Dr. I. Dodd Wilson, chancellor at the University of Arkansas for Medical Sciences, has been getting a lot of positive press lately - and deservedly so. It's not hard to get a sense of what the UAMS culture values by listening to what colleagues, employees and others had to say about him.

While many acknowledged his business and financial acumen, most focused on how Wilson accomplished so much as dean of the Medical School, and now as chancellor.

Joel Anderson, chancellor at the University of Arkansas at Little Rock, described Wilson inviting him to lunch shortly after Anderson's appointment as chancellor and discussing how the two organizations could work more closely together. This theme of collaboration and attention to the larger environment is present in both the accolades that Dodd has received and in what he has achieved at UAMS.

A number of his colleagues singled out Wilson's willingness to take responsible risk. The investment of $460 million in new construction that includes a new hospital with a neo-natal ICU, the psychiatric research unit and expanded cancer care units does not happen without strong vision and the courage to make that vision a reality. Clearly, this was risk-taking supported by careful planning.

Another theme that ran through the praise of Wilson was that of communication.  Some talked about his open and forthright personal communication style and self-deprecating sense of humor. Others focused on his use of technology and the Internet to improve communications between facilities, between doctors and experts, and, of course, between doctors and patients.

Perhaps the most direct statements were those that described Wilson as the embodiment of UAMS' mission statement: "To teach, to heal, to serve and to search." When a leader lives the mission of the organization, he establishes leadership competencies in a way far more powerful and lasting than any competency model ever will.
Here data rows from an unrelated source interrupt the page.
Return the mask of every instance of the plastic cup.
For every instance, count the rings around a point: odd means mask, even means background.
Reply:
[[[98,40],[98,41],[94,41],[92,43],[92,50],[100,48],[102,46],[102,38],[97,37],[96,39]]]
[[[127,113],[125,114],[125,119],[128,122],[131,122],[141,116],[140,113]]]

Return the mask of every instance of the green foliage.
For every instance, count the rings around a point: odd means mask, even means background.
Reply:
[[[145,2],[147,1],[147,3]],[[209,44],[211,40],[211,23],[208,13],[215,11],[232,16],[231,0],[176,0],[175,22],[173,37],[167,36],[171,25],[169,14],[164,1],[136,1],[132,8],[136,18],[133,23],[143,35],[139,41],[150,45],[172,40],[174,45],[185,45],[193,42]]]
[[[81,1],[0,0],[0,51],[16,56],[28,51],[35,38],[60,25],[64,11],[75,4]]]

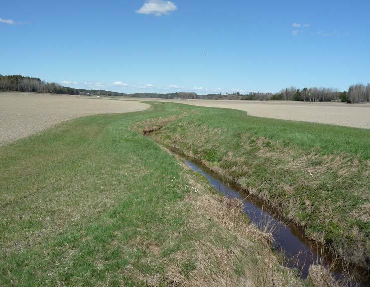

Want a shortcut to develop leaders who will sustain and strengthen the best part of your culture? Find out not only which ones are respected in your organization, but why. When you're polling who should be part of this group, remember that leadership is not necessarily about top performers in sales or those who most stringently enforce policy. 

Then find a way to put those people who best serve your organization onto the front lines of developing the next generation of leaders. Make them the mentors and guides for the managers who show potential and give them the tools and training to understand and teach what they know.